By Katelyn McCullock, Economist, American Farm Bureau Federation
Cow slaughter figures have been running higher this year, showing year-over-year gains all but three weeks of 2017. Year-to-date, the number of total cows moving through the system is about 7 percent higher. Weekly slaughter rates were averaging 5 percent above a year ago through April, and 8 percent above a year ago April to July. Since then, slaughter rates have expanded to 10 percent above a year ago.
Both the beef and dairy herds are sending cows to slaughter at a higher rate than in 2016, and rates across both herds have increased in the later part of the year. Dairy cow slaughter year-to-date is 4 percent higher than 2016 and in recent weeks has averaged 7 percent higher compared to the 1 percent higher seen in the first third of the year. The beef herd, on the other hand, has seen some heavier culling this year. Beef cow slaughter is 11 percent higher through mid-September of this year. Weekly slaughter rates have increased by double-digits nearly every week since mid-June. During that timeframe, beef cow slaughter averaged about 14 percent higher than a year ago. Figure 1 shows the weekly year-over- year increases in 2017.
The increase in cow slaughter, particularly on the beef side, comes a little early this year. Many cow-calf operations time weaning in the fall months, skewing the trend of increased cow slaughter until much later in the year. This can be seen in the seasonal decline in cull cow prices, which typically are the lowest in fourth quarter. At least some of the reason behind this early surge in beef cow slaughter is the northern Plains drought, which has been in the background of this cattle market since June, see Figure 2. This not only caused cattle on rangeland to come to market faster, but it also likely shortened the window for when producers pregnancy check and opted to cull cows in a limited feed situation.
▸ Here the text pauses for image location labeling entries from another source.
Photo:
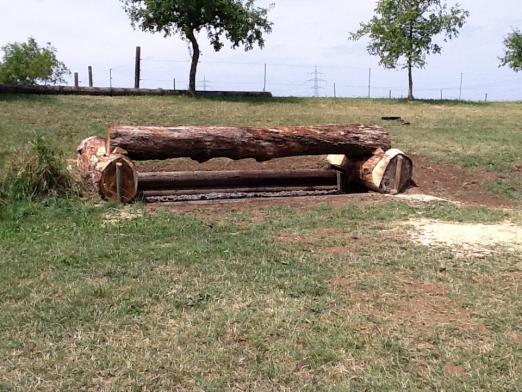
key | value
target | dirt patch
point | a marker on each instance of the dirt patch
(452, 370)
(445, 182)
(406, 302)
(468, 239)
(455, 183)
(217, 208)
(116, 216)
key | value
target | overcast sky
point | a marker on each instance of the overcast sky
(306, 33)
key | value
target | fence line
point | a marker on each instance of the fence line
(292, 79)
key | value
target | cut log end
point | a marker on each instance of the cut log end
(109, 180)
(97, 171)
(389, 172)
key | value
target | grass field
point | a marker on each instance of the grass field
(99, 297)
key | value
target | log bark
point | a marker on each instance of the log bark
(225, 179)
(260, 189)
(97, 171)
(262, 144)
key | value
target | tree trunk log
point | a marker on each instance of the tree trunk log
(245, 179)
(97, 171)
(262, 144)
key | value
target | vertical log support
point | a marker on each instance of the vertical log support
(119, 181)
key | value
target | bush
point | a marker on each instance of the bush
(37, 174)
(27, 63)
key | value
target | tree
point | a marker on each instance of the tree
(513, 55)
(26, 63)
(402, 32)
(238, 21)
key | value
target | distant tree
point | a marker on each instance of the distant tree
(26, 63)
(237, 21)
(513, 47)
(402, 32)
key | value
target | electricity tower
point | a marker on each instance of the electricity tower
(317, 81)
(204, 83)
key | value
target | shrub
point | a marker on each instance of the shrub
(27, 63)
(36, 174)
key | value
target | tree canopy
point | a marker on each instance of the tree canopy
(237, 21)
(513, 48)
(402, 32)
(27, 63)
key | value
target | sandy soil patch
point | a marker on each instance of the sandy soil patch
(470, 238)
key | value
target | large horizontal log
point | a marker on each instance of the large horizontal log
(225, 179)
(262, 144)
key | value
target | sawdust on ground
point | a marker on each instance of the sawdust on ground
(468, 238)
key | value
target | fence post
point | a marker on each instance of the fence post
(370, 83)
(91, 83)
(264, 80)
(137, 68)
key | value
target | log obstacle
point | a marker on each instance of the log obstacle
(262, 144)
(358, 153)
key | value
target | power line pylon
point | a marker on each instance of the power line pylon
(316, 81)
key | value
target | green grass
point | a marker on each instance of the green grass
(329, 299)
(166, 300)
(478, 136)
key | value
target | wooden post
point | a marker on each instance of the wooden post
(342, 182)
(137, 68)
(119, 181)
(91, 83)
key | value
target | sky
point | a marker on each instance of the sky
(306, 34)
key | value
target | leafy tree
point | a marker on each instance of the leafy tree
(513, 55)
(238, 21)
(26, 63)
(402, 32)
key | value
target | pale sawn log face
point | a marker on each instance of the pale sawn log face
(96, 171)
(262, 144)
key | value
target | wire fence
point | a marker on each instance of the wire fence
(305, 80)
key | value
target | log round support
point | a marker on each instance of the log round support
(97, 171)
(384, 172)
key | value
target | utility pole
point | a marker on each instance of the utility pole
(137, 68)
(264, 81)
(460, 89)
(316, 81)
(204, 83)
(370, 83)
(91, 83)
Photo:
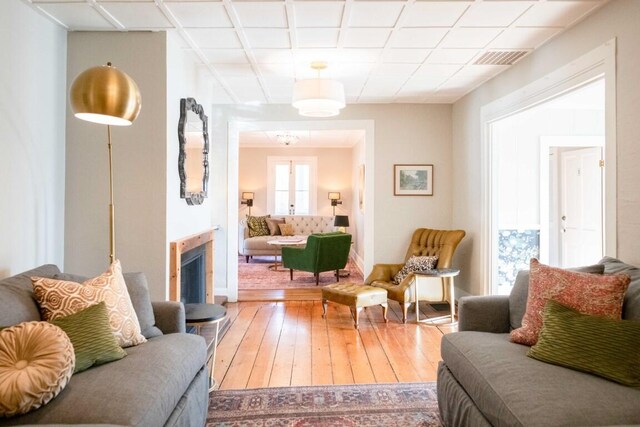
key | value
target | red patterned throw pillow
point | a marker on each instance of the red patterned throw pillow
(599, 295)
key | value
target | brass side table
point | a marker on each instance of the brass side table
(199, 315)
(441, 273)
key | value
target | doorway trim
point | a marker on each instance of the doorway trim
(546, 142)
(233, 155)
(596, 64)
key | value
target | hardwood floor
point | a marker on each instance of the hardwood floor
(274, 344)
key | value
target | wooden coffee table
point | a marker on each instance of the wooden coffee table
(297, 241)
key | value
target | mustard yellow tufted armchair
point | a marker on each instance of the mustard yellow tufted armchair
(425, 242)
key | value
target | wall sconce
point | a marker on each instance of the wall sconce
(335, 200)
(247, 199)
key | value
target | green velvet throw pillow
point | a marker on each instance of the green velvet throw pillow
(91, 336)
(597, 345)
(258, 225)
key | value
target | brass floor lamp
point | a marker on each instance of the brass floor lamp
(110, 97)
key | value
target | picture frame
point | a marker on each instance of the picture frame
(412, 180)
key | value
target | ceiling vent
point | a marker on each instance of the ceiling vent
(501, 57)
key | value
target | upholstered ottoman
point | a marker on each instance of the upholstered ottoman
(356, 297)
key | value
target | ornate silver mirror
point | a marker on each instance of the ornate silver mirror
(193, 160)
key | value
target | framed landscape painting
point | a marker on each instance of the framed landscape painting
(413, 180)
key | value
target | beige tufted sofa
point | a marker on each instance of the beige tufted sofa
(302, 226)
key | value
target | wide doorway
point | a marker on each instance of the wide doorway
(548, 180)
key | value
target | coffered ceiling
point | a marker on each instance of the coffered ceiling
(382, 51)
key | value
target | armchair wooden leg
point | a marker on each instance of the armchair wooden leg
(405, 308)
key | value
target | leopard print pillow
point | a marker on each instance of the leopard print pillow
(258, 225)
(415, 263)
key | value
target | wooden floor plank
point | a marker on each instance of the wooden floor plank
(283, 363)
(321, 372)
(245, 357)
(273, 344)
(301, 372)
(340, 363)
(261, 371)
(228, 347)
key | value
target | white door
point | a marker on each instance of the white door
(291, 185)
(581, 207)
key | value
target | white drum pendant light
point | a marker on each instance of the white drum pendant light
(318, 97)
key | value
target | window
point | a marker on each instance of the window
(291, 185)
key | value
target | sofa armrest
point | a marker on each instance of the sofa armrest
(484, 314)
(169, 316)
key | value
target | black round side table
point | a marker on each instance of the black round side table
(199, 315)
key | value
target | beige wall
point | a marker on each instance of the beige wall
(333, 174)
(616, 19)
(404, 133)
(32, 108)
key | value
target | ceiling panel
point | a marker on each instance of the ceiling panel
(317, 37)
(407, 56)
(452, 56)
(214, 38)
(200, 14)
(493, 14)
(470, 37)
(523, 38)
(381, 50)
(433, 14)
(226, 56)
(366, 37)
(310, 14)
(77, 16)
(267, 38)
(418, 37)
(555, 14)
(261, 14)
(375, 14)
(138, 15)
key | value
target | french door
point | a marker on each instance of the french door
(291, 185)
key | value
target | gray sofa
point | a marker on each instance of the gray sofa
(486, 380)
(162, 382)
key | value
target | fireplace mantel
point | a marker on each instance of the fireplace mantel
(177, 248)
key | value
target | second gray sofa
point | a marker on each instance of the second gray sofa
(486, 380)
(163, 382)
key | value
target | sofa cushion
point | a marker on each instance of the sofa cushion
(139, 294)
(16, 296)
(142, 389)
(631, 306)
(594, 344)
(513, 390)
(518, 295)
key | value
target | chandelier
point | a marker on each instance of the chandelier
(318, 97)
(288, 139)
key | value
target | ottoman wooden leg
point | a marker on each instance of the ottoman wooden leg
(356, 316)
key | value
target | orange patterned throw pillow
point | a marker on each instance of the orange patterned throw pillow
(59, 298)
(599, 295)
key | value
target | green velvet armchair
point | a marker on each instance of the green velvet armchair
(323, 252)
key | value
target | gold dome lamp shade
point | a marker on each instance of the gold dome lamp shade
(107, 96)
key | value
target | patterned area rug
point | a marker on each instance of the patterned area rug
(257, 275)
(402, 404)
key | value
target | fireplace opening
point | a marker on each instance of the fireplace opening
(192, 276)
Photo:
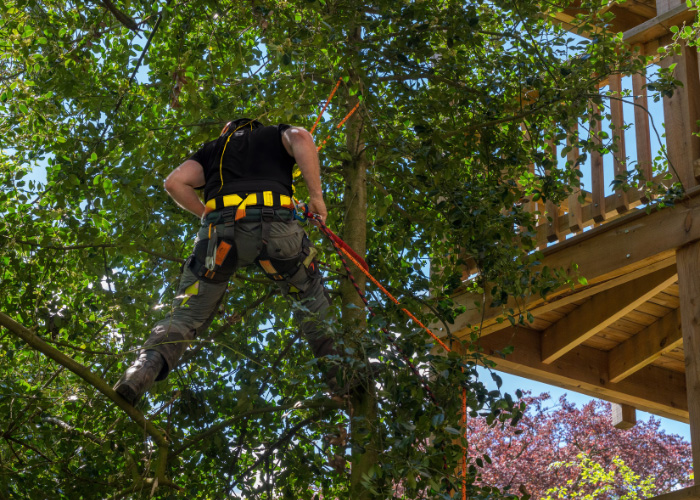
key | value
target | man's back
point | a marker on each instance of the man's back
(246, 160)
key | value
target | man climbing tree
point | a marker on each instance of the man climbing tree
(248, 218)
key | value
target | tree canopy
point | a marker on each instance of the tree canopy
(108, 97)
(557, 432)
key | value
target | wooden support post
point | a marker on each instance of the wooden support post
(575, 218)
(645, 347)
(597, 171)
(667, 5)
(681, 112)
(623, 416)
(641, 126)
(618, 124)
(688, 263)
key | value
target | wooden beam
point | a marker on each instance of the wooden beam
(623, 416)
(585, 370)
(574, 215)
(658, 26)
(618, 130)
(646, 346)
(688, 259)
(664, 6)
(639, 8)
(601, 311)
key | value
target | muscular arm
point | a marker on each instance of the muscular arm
(181, 184)
(299, 144)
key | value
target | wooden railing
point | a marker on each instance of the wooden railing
(676, 116)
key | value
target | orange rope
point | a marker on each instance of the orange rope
(328, 101)
(394, 300)
(390, 296)
(339, 125)
(464, 454)
(435, 337)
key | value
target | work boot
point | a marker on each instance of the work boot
(139, 377)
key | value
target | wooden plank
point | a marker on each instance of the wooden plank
(641, 127)
(658, 26)
(597, 171)
(688, 261)
(681, 112)
(645, 347)
(585, 370)
(618, 132)
(623, 416)
(602, 310)
(574, 218)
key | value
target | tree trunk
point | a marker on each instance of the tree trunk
(364, 454)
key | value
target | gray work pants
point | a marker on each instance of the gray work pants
(197, 300)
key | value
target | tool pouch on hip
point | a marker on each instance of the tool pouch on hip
(215, 257)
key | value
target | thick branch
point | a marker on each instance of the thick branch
(322, 404)
(120, 16)
(50, 352)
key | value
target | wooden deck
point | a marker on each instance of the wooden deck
(631, 335)
(619, 337)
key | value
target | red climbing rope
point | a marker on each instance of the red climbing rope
(326, 105)
(339, 125)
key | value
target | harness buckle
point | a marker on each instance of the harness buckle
(229, 215)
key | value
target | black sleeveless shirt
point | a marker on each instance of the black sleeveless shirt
(253, 161)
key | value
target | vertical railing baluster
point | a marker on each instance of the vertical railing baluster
(619, 154)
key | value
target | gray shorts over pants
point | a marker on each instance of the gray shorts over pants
(197, 299)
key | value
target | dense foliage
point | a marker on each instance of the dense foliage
(524, 456)
(107, 97)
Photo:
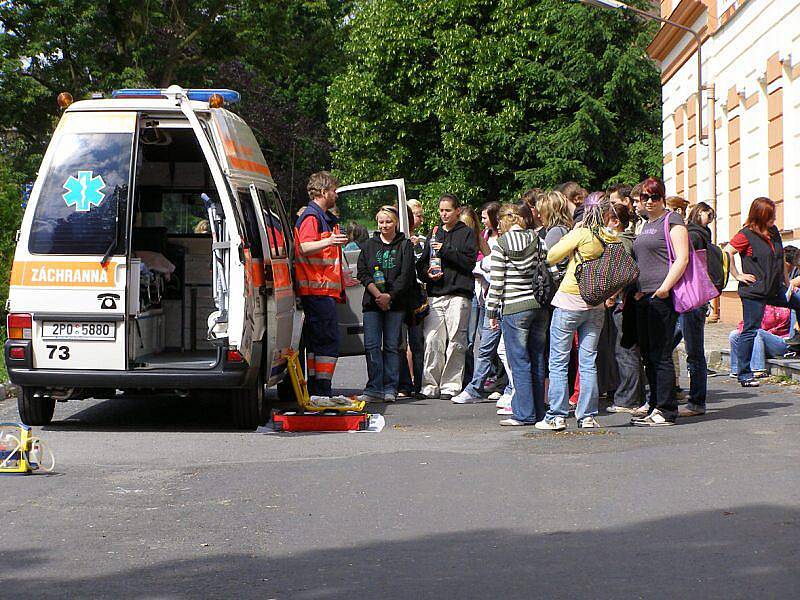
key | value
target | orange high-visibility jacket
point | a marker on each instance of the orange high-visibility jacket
(319, 274)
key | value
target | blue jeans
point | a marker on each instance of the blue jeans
(693, 326)
(588, 324)
(766, 345)
(381, 340)
(525, 334)
(753, 311)
(490, 340)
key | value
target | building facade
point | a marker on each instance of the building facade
(749, 143)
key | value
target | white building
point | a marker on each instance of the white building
(750, 140)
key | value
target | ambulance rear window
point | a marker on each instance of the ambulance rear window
(77, 208)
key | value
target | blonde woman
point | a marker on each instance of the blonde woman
(524, 322)
(386, 270)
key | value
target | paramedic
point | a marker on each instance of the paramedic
(318, 274)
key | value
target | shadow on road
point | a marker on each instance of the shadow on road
(746, 552)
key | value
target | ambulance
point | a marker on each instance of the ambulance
(154, 254)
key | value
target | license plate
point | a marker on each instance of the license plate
(79, 330)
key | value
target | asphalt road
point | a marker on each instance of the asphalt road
(156, 498)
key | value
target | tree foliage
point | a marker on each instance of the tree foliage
(488, 97)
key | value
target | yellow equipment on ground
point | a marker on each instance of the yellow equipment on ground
(337, 403)
(21, 452)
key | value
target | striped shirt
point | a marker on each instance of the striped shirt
(514, 259)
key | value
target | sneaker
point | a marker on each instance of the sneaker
(464, 398)
(555, 424)
(690, 411)
(369, 399)
(513, 423)
(654, 419)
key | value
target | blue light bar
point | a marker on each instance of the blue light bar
(229, 96)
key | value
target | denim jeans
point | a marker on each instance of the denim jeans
(588, 324)
(416, 342)
(655, 320)
(490, 340)
(381, 339)
(525, 334)
(753, 311)
(766, 345)
(693, 326)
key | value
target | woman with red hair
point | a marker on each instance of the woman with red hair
(763, 279)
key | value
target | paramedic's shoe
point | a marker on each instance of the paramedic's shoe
(465, 398)
(554, 424)
(654, 419)
(369, 399)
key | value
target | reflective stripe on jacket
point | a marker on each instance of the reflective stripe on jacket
(319, 274)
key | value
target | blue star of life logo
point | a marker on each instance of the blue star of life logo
(84, 191)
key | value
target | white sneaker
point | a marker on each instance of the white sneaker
(556, 424)
(464, 398)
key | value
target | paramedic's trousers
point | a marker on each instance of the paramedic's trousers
(321, 335)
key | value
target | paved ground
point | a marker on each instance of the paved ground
(154, 498)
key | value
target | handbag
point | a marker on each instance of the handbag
(694, 288)
(602, 277)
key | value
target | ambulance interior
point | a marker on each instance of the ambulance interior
(170, 289)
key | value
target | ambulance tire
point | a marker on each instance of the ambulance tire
(249, 407)
(35, 410)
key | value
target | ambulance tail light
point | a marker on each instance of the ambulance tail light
(20, 326)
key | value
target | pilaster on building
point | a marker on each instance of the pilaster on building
(750, 142)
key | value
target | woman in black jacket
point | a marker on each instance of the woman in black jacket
(763, 279)
(446, 268)
(386, 270)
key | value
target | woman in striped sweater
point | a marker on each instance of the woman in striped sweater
(524, 322)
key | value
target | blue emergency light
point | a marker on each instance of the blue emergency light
(229, 96)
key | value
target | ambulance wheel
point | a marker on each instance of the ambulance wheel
(33, 409)
(249, 407)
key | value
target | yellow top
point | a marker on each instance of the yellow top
(578, 241)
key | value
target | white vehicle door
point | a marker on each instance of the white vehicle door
(359, 203)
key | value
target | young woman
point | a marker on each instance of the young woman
(693, 323)
(450, 286)
(524, 322)
(656, 315)
(573, 314)
(386, 269)
(763, 279)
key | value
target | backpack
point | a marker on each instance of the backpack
(719, 263)
(545, 285)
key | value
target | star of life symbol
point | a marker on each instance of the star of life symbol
(83, 191)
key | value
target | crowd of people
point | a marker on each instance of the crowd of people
(499, 306)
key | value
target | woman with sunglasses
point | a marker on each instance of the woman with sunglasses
(655, 312)
(763, 279)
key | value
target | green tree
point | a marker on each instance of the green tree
(488, 97)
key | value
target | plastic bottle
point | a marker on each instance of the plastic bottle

This does appear to be aggressive culling on the domestic beef side as Canadian imports of slaughter cows is down significantly this year by 32 percent. The dairy cow herd inventory is holding relatively steady over the summer and has grown since the beginning of the year, adding 43,000 head. Beef cow slaughter, as well as heifer cow slaughter, have been above year-ago levels since the beginning of 2016. Early in this process, the cow herd was refreshing its aging herd after holding onto breeding stock during the price run-up in years before. Older cows were retired and producers were winding down the number of replacements held compared to years past. However, now nearly two years later, those volumes are increasing and the economic incentive today’s cattle prices haschanged the motivations. This culling is more likely a signpost for the transition away from the expansionary phase of the last several years. This means as early as Jan, 1 2018, the cowherd could decline for the first time in four years.